SPOTLIGHT: Seven by Sadiyah Bashir
This week's spotlight feature is on Sadiyah Bashir's anthology: Seven.
Sadiyah is a freelance writer, poet and award-winning poet, whose work has been showcased by the likes of Al-Jazeera to UNICEF. Her first self-published book, Seven, explores trauma and triumph through the lens of black Muslim womanhood, dealing with issues such as racism, sexism and Islamophobia that Sadiyah faced growing up in America.
Seven contains poems that depict the different intersections of Sadiyah's life and the collection spans from poems her very first poems written at thirteen to those written at twenty-one. By finding a flow between her individual poems, she realised that they fit together to tell a story that would resonate with many.
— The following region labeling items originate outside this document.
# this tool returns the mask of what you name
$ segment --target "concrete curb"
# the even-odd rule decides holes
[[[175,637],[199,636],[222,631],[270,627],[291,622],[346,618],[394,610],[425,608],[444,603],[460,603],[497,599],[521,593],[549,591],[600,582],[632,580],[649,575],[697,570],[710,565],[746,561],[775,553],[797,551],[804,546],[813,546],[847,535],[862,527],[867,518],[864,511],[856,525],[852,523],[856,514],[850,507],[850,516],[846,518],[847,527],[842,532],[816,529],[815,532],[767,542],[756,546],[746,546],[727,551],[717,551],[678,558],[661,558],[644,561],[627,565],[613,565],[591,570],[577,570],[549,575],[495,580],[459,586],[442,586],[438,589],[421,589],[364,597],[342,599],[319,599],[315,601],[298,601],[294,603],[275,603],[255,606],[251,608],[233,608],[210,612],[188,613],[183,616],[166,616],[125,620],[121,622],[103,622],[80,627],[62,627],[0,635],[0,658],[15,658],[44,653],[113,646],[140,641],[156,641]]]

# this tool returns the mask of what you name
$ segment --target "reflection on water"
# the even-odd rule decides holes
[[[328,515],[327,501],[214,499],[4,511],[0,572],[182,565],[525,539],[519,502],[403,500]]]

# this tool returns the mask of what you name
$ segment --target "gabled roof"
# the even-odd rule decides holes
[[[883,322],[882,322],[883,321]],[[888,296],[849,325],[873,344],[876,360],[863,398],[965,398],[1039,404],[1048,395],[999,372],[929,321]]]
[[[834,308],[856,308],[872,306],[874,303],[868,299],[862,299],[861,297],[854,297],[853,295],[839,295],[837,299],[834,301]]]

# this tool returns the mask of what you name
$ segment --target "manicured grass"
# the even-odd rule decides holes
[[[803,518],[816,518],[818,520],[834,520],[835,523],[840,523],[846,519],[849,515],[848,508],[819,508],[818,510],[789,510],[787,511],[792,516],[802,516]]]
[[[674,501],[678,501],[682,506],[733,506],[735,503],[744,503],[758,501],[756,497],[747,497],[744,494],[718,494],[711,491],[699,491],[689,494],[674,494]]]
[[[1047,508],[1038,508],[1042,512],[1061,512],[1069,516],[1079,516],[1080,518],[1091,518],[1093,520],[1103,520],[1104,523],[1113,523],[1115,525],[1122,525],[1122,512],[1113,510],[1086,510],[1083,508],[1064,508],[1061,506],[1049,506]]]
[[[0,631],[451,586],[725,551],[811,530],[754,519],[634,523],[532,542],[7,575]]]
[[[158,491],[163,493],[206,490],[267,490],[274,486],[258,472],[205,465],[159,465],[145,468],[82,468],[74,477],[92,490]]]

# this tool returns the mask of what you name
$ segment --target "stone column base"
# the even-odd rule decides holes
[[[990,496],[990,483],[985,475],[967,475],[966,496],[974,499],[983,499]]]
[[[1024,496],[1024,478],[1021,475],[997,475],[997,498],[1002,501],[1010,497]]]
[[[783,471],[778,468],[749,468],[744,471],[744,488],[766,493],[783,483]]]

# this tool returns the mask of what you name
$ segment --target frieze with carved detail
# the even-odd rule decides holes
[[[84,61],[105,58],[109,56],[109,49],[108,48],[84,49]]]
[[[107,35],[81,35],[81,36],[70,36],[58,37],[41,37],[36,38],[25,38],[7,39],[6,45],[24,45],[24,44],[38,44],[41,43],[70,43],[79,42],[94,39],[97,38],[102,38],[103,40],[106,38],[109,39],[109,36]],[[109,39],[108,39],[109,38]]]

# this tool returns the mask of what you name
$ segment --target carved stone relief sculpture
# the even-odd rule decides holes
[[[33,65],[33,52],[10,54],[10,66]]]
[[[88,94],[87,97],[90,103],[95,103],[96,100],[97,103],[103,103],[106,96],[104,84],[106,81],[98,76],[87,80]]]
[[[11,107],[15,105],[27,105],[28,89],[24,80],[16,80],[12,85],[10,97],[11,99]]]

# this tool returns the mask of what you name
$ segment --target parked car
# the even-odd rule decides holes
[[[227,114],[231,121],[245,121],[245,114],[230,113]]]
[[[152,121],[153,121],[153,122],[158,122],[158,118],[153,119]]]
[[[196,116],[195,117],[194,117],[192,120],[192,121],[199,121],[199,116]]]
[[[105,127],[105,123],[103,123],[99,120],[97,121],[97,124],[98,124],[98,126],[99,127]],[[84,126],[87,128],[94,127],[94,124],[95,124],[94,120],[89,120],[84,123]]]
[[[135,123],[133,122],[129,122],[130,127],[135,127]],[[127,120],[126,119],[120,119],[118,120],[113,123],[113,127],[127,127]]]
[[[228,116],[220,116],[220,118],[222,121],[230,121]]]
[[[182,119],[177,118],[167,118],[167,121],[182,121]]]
This generation of people of colour and Muslims are looking to create narratives for themselves and Seven relates through its narrative, driven by the lived experiences of a black Muslim woman who has dealt with systemic issues that are constructed to hold her back. Sadiyah writes to humanise all the socio-political and economic factors that put her in another statistic, passionately delivering poems that keep one grounded whilst shedding light on a personal reality.
When I asked Sadiyah which poem spoke to her the most in this moment in time, she told me that the poem, Bashir, stood out the most. Bashir, being her last name, comes from her grandfather and it solidifies her feeling of belonging and her legacy. The name means 'giver of good news' and her being a poet, intensifies this meaning and the feelings that come from it. From the painful horrors of police brutality to the nostalgic moments that encompass identity, Sadiyah Bashir's anthology is one to be listened to and treasured.